StewartBrown’s Retirement Living Performance Survey Sector Report (FY24) shows a shift in the profile of Australian retirement villages, with the age of residents, their length of stay and the age of the villages themselves all increasing.
The report – which surveyed 79 operators and incorporated 455 retirement villages with 31,000 village units – is the first annual retirement living report for the financial benchmarking service.
Senior partner Grant Corderoy told Australian Ageing Agenda the decision to start surveying retirement villages stems from the increasing age of residents, as the demographic shift is pushing villages further toward becoming part of the care sector.
The average age of people entering retirement villages will likely continue to slowly increase but not by a lot, Mr Corderoy told AAA.

“But if you look at, say, home care packages, the average age is about 82, commonwealth home support is at 82, 83, residential aged care is probably 84, 85, so what we’re seeing with retirement living [is] it’s now getting into that same age bracket mix,” he said.
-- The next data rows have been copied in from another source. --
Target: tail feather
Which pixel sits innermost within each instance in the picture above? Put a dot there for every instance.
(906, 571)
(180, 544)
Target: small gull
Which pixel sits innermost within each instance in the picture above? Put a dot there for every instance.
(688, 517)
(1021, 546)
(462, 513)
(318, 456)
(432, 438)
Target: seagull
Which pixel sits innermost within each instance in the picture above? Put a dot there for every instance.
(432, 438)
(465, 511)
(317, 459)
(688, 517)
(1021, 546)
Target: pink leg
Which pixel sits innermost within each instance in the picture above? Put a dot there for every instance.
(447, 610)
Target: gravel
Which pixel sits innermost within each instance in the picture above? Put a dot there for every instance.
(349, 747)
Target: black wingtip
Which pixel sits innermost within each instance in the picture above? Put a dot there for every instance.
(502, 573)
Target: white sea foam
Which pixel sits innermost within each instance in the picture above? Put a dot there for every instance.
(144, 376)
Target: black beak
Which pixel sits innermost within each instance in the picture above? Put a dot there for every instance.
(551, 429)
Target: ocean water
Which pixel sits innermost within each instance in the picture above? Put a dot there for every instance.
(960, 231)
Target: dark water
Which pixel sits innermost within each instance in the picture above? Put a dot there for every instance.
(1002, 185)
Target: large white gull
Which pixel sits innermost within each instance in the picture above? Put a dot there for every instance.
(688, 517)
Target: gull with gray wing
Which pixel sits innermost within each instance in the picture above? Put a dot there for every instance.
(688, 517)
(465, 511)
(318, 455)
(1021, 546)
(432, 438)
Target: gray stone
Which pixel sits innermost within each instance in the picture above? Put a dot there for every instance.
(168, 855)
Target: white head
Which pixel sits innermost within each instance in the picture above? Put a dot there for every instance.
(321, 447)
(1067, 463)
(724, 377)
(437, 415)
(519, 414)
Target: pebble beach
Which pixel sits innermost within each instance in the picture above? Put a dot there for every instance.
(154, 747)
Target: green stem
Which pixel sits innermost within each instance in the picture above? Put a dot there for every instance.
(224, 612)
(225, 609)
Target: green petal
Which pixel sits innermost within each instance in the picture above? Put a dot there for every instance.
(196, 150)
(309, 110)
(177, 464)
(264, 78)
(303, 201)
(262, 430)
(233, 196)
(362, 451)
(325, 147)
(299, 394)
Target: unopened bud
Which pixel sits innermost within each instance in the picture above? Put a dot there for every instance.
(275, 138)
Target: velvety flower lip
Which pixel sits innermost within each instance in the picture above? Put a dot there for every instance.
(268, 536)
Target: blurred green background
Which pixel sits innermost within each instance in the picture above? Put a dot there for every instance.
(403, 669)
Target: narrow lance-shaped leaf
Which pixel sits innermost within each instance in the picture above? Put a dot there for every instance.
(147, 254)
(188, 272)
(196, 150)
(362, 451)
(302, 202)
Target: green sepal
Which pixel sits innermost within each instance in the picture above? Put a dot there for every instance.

“So, there will be slight increases in the age… we forget that retirement living started its life as over 55s housing, and so it’s a long way from there.
“I suspect it’ll have incremental increases, but what is becoming more relevant is that retirement living is now becoming very much part of the care sector.”
According to the report, the average age of someone entering a retirement village is 78.4 years and the average exit age is 86, which Mr Corderoy told AAA is likely because people want the retirement village to be their last place of residence.
“So therefore, strategically, providers have now got to create an environment where the villages provide more care delivery, and move up towards 24-hour care… and design it so that hopefully people can remain in their homes, the villages, the units, rather than having to transition to residential aged care – which 50 per cent will, but they’ve got to now make that community much more, I think, care focused,” he said.

But with the report showing retirement villages are on average 30 years old, providers need to also start giving consideration to village assets and ensure they are maintained to support the older resident cohort’s needs.
Today, refurbishment at unit resale and upgrades to communal areas “are no longer optional,” the report noted. Villages instead need to ensure units can support an older demographic to age in place by providing both clinical care and wellbeing support.
Mr Corderoy said allied health is “a really key component” in delivering the necessary care to ageing residents in retirement villages.
“I think people see that the benefits of allied health – be it physiotherapy, occupational therapy, dietitian – are really important,” he said.
Providers also need to look at new developments or expanding, he added, as occupancy is going to continue rising as the population continues to age – with the report noting that national retirement village occupancy rate at the end of the 2024 financial year was 88.8 per cent.